On the other hand, a first temperature detector 39a is arranged on the furnace wall of the secondary combustion chamber 4a located near the upper side of the discharge port 23 of the rotary furnace 21 that opens toward the inside of the secondary combustion chamber 4a. The first temperature detector 39a detects the temperature in the secondary combustion chamber 4a which has become a high temperature atmosphere due to the flammable gas discharged from the discharge port 23. Further, a second temperature detector 39b is arranged on the furnace wall of the secondary combustion chamber 4a located above the cooling water spray nozzle 40 and near the ceiling of the secondary combustion chamber 4a. The second temperature detector 39b is installed on the furnace wall on the side where the secondary combustion chamber burner 46 is provided. In this embodiment, both the first temperature detector 39a and the second temperature detector 39b are installed, but the secondary combustion detected by the first temperature detector 39a and the second temperature detector 39b Since there is no significant difference in the temperature in the chamber 4a, only one of them can be arranged. A cooling water spray nozzle 40 for sprinkling cooling water toward the upper part of the discharge port 23 of the rotary furnace 21 is provided on the furnace wall of the secondary combustion chamber 4a on the side facing the discharge port 23. There is. This is to detect the temperature near the furnace wall where spalling is likely to occur and to effectively spray the cooling water on such the furnace wall. Then, the combustible gas burned by the secondary combustion furnace 4 becomes exhaust gas and is sent to the cooling tower 42 via the flue 41, cooled at once so that the temperature becomes about 130 ° C., and a cleaning tower (not shown). , Exhausted into the atmosphere in a completely detoxified state through a mist cotrel.

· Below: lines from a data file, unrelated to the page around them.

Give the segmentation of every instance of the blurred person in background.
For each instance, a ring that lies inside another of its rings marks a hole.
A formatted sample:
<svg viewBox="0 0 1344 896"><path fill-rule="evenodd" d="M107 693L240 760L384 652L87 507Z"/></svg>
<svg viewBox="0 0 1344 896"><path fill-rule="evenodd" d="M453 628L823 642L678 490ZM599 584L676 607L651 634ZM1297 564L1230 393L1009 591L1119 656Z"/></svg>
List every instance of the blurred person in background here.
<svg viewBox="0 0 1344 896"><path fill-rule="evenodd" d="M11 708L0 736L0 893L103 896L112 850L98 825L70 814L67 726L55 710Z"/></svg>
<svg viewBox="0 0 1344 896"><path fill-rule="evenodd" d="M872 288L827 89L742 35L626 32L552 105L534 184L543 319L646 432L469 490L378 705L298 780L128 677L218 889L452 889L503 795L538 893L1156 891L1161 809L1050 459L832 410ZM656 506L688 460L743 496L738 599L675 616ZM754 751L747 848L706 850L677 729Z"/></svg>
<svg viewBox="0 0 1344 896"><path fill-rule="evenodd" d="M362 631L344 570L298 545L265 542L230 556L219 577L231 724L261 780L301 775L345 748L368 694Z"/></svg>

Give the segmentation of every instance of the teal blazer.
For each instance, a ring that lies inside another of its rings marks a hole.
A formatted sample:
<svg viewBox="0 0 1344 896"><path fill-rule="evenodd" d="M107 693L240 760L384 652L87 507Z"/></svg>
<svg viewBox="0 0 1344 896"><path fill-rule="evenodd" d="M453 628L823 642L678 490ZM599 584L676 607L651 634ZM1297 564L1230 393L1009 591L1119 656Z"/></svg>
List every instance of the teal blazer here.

The flammable gas is completely burned by the burner 46 provided in the secondary combustion chamber 4a, but the combustion exhaust gas generated when the gasification volume reduction product 11 is incinerated in the stoker furnace 3 is also the secondary combustion chamber 4a. It is sent to and completely burned with flammable gas. Here, it is known that the generation of dioxins in an incinerator can be suppressed by decomposing dioxins and their precursors at a high temperature by performing stable complete combustion. Therefore, the combustible gas is burned at a temperature of at least 850 ° C. or higher, preferably 900 ° C. or higher.

The secondary combustion chamber burner 46 is provided with a burner output adjusting unit 46a for adjusting the output. The burner output adjusting unit 46a is arranged in a control panel of a control room (not shown), and the operator is detected by both or one of the first temperature detector 39a and the second temperature detector 39b. The output of the secondary combustion chamber burner 46 can be appropriately adjusted according to the temperature in the secondary combustion chamber 4a. Further, the cooling water spray nozzle 40 is provided with a cooling water flow rate adjusting unit 40a for adjusting the opening degree of a flow rate adjusting valve (not shown) of the cooling water spray nozzle 40 in order to adjust the spray amount of the cooling water to be sprayed. The cooling water flow rate adjusting unit 40a is also arranged on a control panel of a control room (not shown), and the operator is detected by both or one of the first temperature detector 39a and the second temperature detector 39b. The amount of cooling water sprayed from the cooling water spray nozzle 40 can be appropriately adjusted according to the temperature in the next combustion chamber 4a. As shown in FIG. 3, the burner output adjusting unit 46a and the cooling water flow rate adjusting unit 40a can be configured to be automatically controlled by the control unit 100 described later.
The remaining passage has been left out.